Vor allem bei den Evangelischen des Burgenlandes war die "eigene Geschichte" immer besonders wichtig, um als konfessionelle Minderheit zu überleben. Dementsprechende große Aufmerksamkeit widmete man dieser "Geschichte", die freilich oft im Populärhistorischen, in der Pfarrer - und Lehrergeschichte stecken blieb und viele hochinteressante Aspekte wie etwa die Stellung der Pfarrer in der Gemeinde, die sozialen Strukturen, die sozialen

Spannungen und die sich daraus ergebenden Folgen häufig übersah. Erst in den letzten Jahren hat die evangelische Geschichtsschreibung mit den Arbeiten des Superintendenten Reingrabner ein wissenschaftlich sehr hohes Niveau erreicht, das den Boden konfessioneller Polemik weitgehend vermeidet. Mit der "Verwissenschaftlichung" hat die "Geschichte" allerdings auch als Identität stiftender Faktor kräftig verloren.

Rittsteuer schreibt zum Thema Zwangsbekehrung in der Reformation: "Daher mussten die Priester, die von ihnen (den Grundherrn) in den verschiedenen Pfarren als Seelsorger eingesetzt wurden, dieselbe Gesinnung annehmen wie ihre Herren.
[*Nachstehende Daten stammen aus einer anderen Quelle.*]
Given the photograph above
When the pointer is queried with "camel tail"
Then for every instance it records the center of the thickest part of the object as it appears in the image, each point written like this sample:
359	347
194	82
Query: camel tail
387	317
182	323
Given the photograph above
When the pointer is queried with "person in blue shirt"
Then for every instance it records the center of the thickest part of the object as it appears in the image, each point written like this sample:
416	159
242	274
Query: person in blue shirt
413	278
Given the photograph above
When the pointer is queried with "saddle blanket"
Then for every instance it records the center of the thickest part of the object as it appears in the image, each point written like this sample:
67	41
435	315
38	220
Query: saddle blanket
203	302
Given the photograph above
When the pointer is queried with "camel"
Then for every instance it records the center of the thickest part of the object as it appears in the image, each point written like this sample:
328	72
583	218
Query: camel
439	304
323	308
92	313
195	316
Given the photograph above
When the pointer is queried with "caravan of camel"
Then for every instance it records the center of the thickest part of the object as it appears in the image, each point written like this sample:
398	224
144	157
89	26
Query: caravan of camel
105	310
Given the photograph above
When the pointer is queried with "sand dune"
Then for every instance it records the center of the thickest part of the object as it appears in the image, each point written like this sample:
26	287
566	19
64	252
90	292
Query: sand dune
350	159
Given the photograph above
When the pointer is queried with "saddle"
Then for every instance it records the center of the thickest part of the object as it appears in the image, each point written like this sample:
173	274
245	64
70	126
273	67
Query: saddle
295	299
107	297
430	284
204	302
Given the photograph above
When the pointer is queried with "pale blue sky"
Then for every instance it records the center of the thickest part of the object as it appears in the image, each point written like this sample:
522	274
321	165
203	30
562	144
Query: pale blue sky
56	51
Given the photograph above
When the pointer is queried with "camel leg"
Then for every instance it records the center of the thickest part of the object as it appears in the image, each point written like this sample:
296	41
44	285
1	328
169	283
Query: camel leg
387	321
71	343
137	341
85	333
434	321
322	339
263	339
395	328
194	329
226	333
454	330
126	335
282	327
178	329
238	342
Andernfalls wären sie nicht auf diese Posten berufen worden oder mussten damit rechnen, bei der nächsten Gelegenheit entlassen zu werden...." (Kirche im Grenzraum,S.188)

Man sollte aber - stärker als es die katholische wie evangelische Geschichtsschreibung bis heute tut- beachten, dass der Wille des Grundherren wohl wichtig, bei weitem aber nicht der einzige maßgebende Faktor war. Vor allem die Klosterratsakten mahnen zur Vorsicht, denn sie zeigen, dass die Bewohner der Dörfer, zumindest deren führende Oberschicht, durchaus gewillt und auch in der Lage war, in konfessionellen Angelegenheiten mitzumischen. Dabei ging es - wie auch heute noch - wohl weniger um Fragen der Lehre, als um die Zufriedenheit oder Unzufriedenheit mit bestimmten Pfarrerpersönlichkeiten, die gewissermaßen auch die konfessionellen Auseinandersetzungen personifizierten. Die erste Welle der katholischen Gegenreformation, die Bemühungen des Klosterrates um geeignete "katholische" Priester, spiegeln die Schwierigkeiten wider: In den Dörfern saßen evangelische Prediger, Flacianer zumal, also besonders "radikale" und auch besonders glaubensfeste, gebildete und streitgewohnte Pfarrer, die meist die Dorfbevölkerung geschlossen hinter sich hatten und durch ihr persönliches Beispiel zur Glaubenstreue aneiferten. Unter ihnen waren großartige Persönlichkeiten, die von der evangelischen Kirchengeschichtsschreibung wenig beachtet, von der katholischen als streitsüchtig und religiös unduldsam abqualifiziert werden. Auf sie trafen die neuen, katholischen, vom Klosterrat eingesetzten Priester, die in ihrer überwiegenden Zahl den Erwartungen keineswegs gerecht wurden und nicht in der Lage waren, den evangelischen Predigern entgegenzutreten. Dies musste auch der Klosterrat immer wieder einsehen. Erst die gewaltsame Vertreibung dieser evangelischen Pfarrer schuf die Basis, von der aus sehr langsam die katholische Kirche wieder Fuß fassen konnte. Allerdings wirkte der evangelische Einfluss noch Jahrzehnte, ja nahezu bis zu einem Jahrhundert nach und der Widerstand gegen die Rekatholisierung ist in vielen, heute gut katholischen Gemeinden noch lange zu erkennen, ein Faktum, das in der burgenländischen Geschichtsschreibung und vor allem in vielen Ortschroniken gerne verschwiegen wird, während die Jubelberichte etwa der Jesuitenmissionen - die erwiesenermaßen meist sehr "zweckoptimistisch waren", gerne als Beweis für die wieder gewonnene Treue zum katholischen Glauben zitiert werden.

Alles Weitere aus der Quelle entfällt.